Metrics of terminated GCP instances

4/11/2018

I have set an auto scaling policy for my GKE cluster when CPU usage crosses 70% for 5 minutes. But sometimes there is a sudden spike and the server crashes. That Google Cloud Compute instance gets terminated and a new instance fires up.

In Stackdriver monitoring how can I view metrics of terminated GCP instances or are there any alternatives.

-- Naina Gupta
google-cloud-platform
google-kubernetes-engine

1 Answer

4/12/2018

From my understanding the GKE autoscaling scales based on checks to see if there are any Pods that are not being scheduled and are waiting for nodes with available resources. If such Pods exist, and the autoscaler determines that resizing a node pool would allow the waiting Pods to be scheduled, then the autoscaler expands that node pool.

Cluster autoscaler also measures the usage of each node against the node pool's total demand for capacity. If a node has had no new Pods scheduled on it for a set period of time, and all Pods running on that node can be scheduled onto other nodes in the pool, the autoscaler moves the Pods and deletes the node.

By the sound of it, you've configured a managed instance group autoscaler.

The Google documentation suggests not to use managed instance group autoscaling on cluster nodes.

Caution: Do not enable Google Compute Engine's autoscaling for managed instance groups for your cluster's nodes. Kubernetes Engine's cluster autoscaler is separate from Compute Engine autoscaling.

However, as far as I'm aware, you can still retrieve metric data for deleted instance 30 days after the instance has been deleted.

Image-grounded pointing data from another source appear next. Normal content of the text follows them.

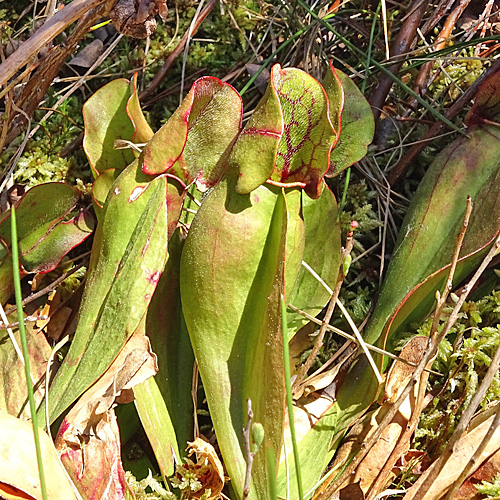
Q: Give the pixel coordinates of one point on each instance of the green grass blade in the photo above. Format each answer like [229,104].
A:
[24,347]
[370,47]
[384,70]
[289,400]
[272,56]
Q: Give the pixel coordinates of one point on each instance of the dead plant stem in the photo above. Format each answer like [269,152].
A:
[429,355]
[326,320]
[249,456]
[473,462]
[462,427]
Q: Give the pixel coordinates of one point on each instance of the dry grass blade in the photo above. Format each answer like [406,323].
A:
[431,352]
[301,374]
[469,467]
[56,25]
[460,430]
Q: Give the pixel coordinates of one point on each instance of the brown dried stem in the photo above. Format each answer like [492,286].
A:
[404,439]
[422,81]
[462,427]
[247,448]
[401,46]
[301,374]
[169,61]
[429,355]
[49,66]
[400,168]
[56,25]
[469,467]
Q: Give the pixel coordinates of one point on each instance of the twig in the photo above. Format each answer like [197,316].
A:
[352,338]
[469,466]
[38,84]
[247,449]
[462,427]
[48,288]
[359,339]
[401,45]
[422,81]
[162,73]
[326,320]
[409,158]
[430,353]
[57,24]
[194,396]
[58,346]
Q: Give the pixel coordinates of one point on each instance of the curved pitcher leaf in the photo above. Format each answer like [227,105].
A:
[293,117]
[322,253]
[40,205]
[44,236]
[234,325]
[357,125]
[44,249]
[101,187]
[195,142]
[106,119]
[164,402]
[127,258]
[420,265]
[468,166]
[142,130]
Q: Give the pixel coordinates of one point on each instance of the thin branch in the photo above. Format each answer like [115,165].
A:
[409,158]
[430,353]
[469,467]
[169,61]
[247,449]
[48,288]
[301,374]
[462,427]
[57,24]
[401,46]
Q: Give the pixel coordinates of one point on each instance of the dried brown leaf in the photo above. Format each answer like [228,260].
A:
[374,464]
[213,478]
[88,441]
[13,391]
[463,452]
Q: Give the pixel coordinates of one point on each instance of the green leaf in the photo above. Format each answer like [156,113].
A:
[291,129]
[234,324]
[322,253]
[419,267]
[13,391]
[164,402]
[427,239]
[195,142]
[127,258]
[356,118]
[44,236]
[40,205]
[106,119]
[43,249]
[142,130]
[487,102]
[101,187]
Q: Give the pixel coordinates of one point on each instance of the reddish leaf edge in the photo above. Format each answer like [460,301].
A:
[192,92]
[387,327]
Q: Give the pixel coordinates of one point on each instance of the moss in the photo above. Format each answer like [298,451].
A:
[157,492]
[463,358]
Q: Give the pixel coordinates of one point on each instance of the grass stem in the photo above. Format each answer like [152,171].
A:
[24,347]
[289,400]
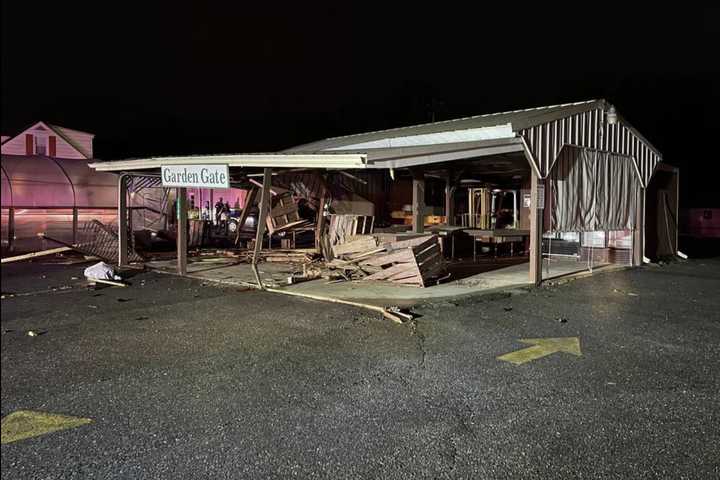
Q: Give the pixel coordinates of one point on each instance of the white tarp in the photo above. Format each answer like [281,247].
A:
[593,190]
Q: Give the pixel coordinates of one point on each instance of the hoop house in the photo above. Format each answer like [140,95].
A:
[51,195]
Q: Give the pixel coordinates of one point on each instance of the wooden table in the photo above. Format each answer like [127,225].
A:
[447,231]
[505,235]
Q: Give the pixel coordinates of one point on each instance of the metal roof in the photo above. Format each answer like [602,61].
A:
[517,119]
[257,160]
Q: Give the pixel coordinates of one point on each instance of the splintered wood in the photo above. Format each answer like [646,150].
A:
[409,262]
[284,214]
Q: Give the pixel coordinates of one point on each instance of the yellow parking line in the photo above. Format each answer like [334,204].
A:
[24,424]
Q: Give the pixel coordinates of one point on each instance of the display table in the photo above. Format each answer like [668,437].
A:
[495,237]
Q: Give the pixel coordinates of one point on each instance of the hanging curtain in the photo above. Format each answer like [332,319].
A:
[592,191]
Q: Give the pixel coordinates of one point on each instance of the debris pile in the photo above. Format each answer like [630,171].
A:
[409,262]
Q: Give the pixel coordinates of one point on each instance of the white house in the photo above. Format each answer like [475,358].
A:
[50,140]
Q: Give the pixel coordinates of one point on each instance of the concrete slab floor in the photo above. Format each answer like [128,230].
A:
[230,271]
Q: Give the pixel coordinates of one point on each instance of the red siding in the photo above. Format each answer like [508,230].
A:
[29,150]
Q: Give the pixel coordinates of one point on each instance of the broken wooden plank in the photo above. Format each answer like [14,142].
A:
[41,253]
[399,256]
[359,245]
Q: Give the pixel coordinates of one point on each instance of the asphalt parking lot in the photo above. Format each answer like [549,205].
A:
[185,380]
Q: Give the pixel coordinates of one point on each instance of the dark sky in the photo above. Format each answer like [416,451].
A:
[178,78]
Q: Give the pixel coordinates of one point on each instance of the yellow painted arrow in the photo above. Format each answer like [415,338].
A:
[542,347]
[24,424]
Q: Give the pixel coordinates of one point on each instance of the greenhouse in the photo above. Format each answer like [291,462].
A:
[55,196]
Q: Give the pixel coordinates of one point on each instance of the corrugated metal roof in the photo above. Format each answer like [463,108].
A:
[519,119]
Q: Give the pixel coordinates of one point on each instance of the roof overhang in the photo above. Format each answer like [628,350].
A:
[433,154]
[378,158]
[325,161]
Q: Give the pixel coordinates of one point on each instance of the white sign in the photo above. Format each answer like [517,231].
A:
[197,176]
[541,197]
[527,200]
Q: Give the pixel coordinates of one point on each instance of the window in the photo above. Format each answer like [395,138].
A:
[40,145]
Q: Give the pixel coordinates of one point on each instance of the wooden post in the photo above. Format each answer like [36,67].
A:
[122,221]
[418,204]
[265,196]
[320,222]
[639,232]
[75,220]
[449,203]
[11,229]
[249,201]
[536,228]
[182,230]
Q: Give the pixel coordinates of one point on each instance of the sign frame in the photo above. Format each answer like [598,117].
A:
[195,176]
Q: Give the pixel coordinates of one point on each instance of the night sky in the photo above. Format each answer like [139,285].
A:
[177,78]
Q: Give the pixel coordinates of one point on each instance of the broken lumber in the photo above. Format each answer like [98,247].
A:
[41,253]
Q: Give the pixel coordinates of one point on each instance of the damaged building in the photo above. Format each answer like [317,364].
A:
[496,199]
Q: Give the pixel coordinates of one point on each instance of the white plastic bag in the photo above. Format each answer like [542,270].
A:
[101,271]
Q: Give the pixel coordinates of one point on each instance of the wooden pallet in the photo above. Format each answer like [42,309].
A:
[410,262]
[284,214]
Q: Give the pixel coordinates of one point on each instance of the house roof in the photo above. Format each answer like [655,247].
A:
[60,132]
[514,121]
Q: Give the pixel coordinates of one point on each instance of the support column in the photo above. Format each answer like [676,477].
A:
[75,221]
[449,203]
[249,202]
[320,220]
[122,221]
[11,229]
[639,232]
[182,230]
[262,218]
[536,228]
[418,201]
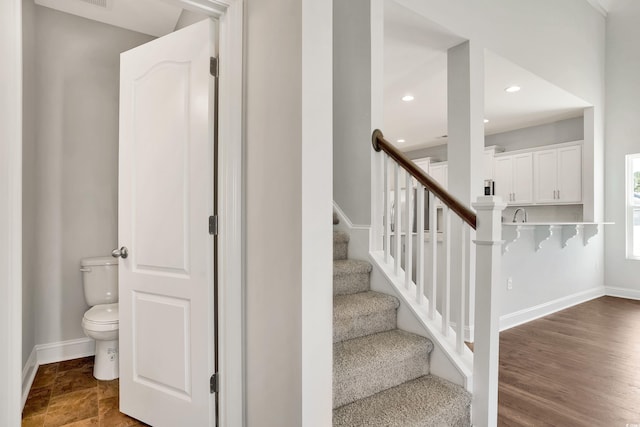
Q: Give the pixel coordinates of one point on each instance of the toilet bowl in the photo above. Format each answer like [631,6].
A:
[100,322]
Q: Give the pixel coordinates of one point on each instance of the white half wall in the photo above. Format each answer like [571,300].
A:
[623,130]
[288,166]
[550,279]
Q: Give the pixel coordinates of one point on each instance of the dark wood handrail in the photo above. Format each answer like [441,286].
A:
[379,143]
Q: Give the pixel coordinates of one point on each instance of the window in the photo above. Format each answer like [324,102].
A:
[633,206]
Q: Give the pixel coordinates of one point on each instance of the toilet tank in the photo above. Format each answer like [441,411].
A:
[100,280]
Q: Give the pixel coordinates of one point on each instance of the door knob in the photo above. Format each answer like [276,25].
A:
[123,252]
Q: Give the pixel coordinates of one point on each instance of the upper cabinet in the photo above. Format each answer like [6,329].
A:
[512,176]
[549,175]
[557,175]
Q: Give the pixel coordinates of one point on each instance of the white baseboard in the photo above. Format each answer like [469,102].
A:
[28,375]
[622,292]
[523,316]
[51,353]
[65,350]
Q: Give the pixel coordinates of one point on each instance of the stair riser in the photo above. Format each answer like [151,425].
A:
[367,381]
[350,283]
[360,326]
[340,250]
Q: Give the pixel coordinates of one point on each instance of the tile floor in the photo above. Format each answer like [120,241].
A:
[67,394]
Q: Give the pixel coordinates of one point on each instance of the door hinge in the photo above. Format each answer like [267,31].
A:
[213,225]
[213,383]
[213,66]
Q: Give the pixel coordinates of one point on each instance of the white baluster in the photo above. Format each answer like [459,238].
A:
[397,216]
[420,244]
[433,233]
[408,253]
[463,288]
[387,211]
[446,294]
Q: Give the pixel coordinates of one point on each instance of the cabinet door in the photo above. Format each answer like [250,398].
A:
[522,182]
[570,174]
[503,177]
[545,176]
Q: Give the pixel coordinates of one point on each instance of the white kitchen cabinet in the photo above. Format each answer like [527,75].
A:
[557,175]
[512,176]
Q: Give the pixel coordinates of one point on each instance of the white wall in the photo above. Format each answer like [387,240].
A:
[10,211]
[622,134]
[535,136]
[288,166]
[71,169]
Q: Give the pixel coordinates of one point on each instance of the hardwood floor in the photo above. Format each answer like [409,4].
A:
[577,367]
[67,394]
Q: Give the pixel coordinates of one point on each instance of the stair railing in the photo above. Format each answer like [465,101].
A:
[432,292]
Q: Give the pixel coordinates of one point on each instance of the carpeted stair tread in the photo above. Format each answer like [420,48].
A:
[426,401]
[367,365]
[364,313]
[340,245]
[350,276]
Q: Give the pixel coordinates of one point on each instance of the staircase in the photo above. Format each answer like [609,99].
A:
[381,373]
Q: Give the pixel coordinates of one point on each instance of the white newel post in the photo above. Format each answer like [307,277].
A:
[487,312]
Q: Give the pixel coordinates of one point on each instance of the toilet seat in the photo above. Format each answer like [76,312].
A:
[103,317]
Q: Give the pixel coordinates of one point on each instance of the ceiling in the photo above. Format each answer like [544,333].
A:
[152,17]
[415,63]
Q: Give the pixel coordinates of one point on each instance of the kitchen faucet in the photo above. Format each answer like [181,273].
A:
[515,215]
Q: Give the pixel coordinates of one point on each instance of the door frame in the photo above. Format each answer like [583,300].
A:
[231,280]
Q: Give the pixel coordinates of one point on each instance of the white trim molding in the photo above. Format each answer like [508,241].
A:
[28,375]
[622,292]
[511,320]
[51,353]
[230,177]
[64,350]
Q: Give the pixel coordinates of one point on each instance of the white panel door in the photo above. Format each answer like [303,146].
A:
[522,178]
[165,200]
[503,177]
[570,174]
[545,176]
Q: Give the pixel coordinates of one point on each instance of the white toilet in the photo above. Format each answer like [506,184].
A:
[100,322]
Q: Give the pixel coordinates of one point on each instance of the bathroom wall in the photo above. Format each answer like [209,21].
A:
[71,170]
[28,178]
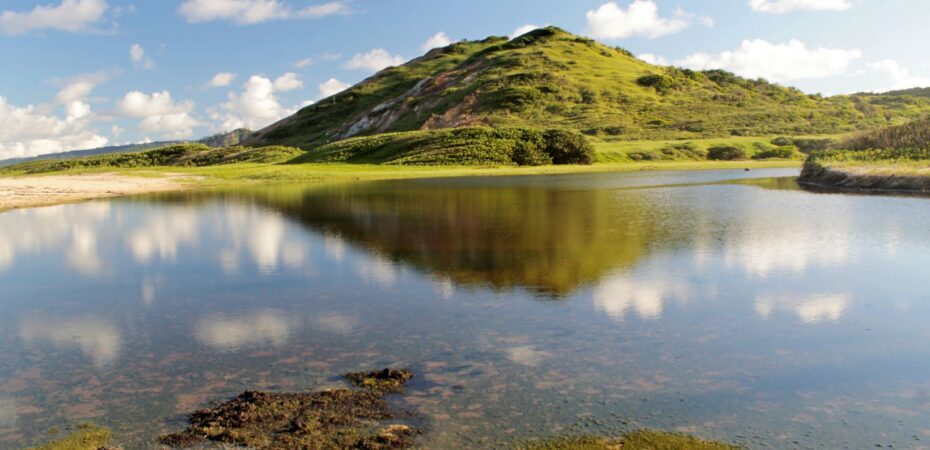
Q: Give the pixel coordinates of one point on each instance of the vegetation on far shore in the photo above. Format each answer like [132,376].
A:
[552,79]
[892,158]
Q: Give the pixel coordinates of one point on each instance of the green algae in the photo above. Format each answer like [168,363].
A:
[637,440]
[339,418]
[86,437]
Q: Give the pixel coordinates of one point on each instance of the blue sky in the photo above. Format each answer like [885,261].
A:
[86,73]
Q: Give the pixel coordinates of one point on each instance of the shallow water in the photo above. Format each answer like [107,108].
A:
[727,304]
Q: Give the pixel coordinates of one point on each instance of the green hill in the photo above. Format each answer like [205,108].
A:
[552,79]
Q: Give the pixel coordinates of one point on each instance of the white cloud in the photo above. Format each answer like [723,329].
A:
[69,15]
[26,131]
[79,87]
[374,60]
[656,60]
[641,18]
[332,87]
[159,113]
[139,61]
[221,79]
[437,40]
[521,30]
[900,77]
[246,12]
[288,82]
[784,6]
[777,62]
[256,106]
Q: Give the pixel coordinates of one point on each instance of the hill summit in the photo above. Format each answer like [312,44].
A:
[549,78]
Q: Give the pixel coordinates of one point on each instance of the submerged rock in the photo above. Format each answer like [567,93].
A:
[340,418]
[386,380]
[637,440]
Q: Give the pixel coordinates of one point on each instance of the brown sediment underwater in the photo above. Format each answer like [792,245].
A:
[338,418]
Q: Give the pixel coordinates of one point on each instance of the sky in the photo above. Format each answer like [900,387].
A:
[88,73]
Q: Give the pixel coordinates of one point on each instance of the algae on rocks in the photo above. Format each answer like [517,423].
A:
[339,418]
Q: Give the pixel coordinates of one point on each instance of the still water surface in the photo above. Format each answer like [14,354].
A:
[726,304]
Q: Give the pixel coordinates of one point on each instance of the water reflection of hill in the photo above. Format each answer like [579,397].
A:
[548,241]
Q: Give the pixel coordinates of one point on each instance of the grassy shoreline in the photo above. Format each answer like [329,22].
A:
[254,173]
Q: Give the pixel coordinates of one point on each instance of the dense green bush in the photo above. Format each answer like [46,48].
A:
[726,153]
[660,83]
[809,146]
[782,141]
[786,152]
[568,147]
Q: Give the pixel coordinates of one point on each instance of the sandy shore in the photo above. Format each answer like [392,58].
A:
[22,192]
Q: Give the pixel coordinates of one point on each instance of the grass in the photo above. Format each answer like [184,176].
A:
[86,437]
[552,79]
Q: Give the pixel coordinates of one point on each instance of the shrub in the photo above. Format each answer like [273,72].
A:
[726,153]
[813,145]
[660,83]
[782,141]
[567,147]
[777,153]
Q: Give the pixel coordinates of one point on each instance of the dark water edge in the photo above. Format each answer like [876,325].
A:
[727,304]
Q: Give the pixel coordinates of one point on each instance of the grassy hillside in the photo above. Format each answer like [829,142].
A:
[549,78]
[181,155]
[460,146]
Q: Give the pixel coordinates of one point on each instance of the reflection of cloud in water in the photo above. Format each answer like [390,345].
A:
[336,323]
[766,246]
[811,309]
[70,227]
[377,269]
[335,247]
[83,255]
[97,338]
[258,328]
[264,236]
[527,355]
[166,230]
[621,293]
[8,413]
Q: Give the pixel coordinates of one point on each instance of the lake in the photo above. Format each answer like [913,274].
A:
[727,304]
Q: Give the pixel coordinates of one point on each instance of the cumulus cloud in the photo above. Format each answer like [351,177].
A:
[784,6]
[437,40]
[288,82]
[139,60]
[641,19]
[27,131]
[777,62]
[332,87]
[70,15]
[221,79]
[79,87]
[256,106]
[159,113]
[247,12]
[374,60]
[899,77]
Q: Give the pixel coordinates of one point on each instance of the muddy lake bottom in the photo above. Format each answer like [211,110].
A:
[731,305]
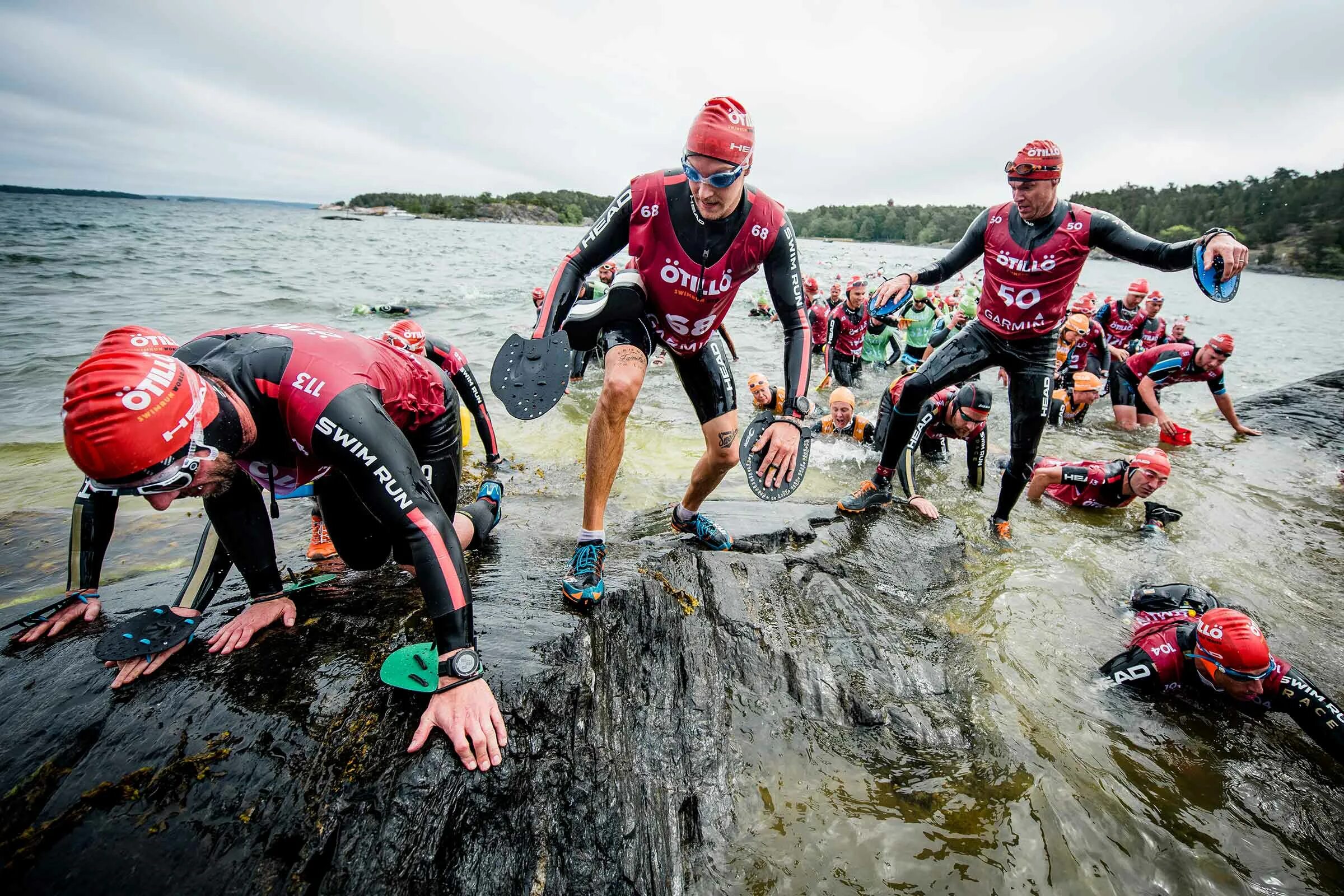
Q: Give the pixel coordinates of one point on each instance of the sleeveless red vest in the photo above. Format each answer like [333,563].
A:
[1027,293]
[686,311]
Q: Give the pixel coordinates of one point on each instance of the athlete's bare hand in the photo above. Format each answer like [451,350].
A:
[239,633]
[61,620]
[894,287]
[783,441]
[1233,253]
[925,507]
[471,719]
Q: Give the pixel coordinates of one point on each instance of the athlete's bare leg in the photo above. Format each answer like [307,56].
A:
[626,367]
[721,453]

To do this you can use the instance ID rather than the instance name.

You can then check Stackdriver monitoring for information about the instance by navigating to:

https://app.google.stackdriver.com/instances/INSTANCE-ID?project=PROJECT-ID

Instance ID's can be retrieved by viewing the relevant resource in Stackdrivers monitoring view, or running the following command and searching for the id value:

gcloud compute instances describe INSTANCE_NAME --zone ZONE
-- neilH
Source: StackOverflow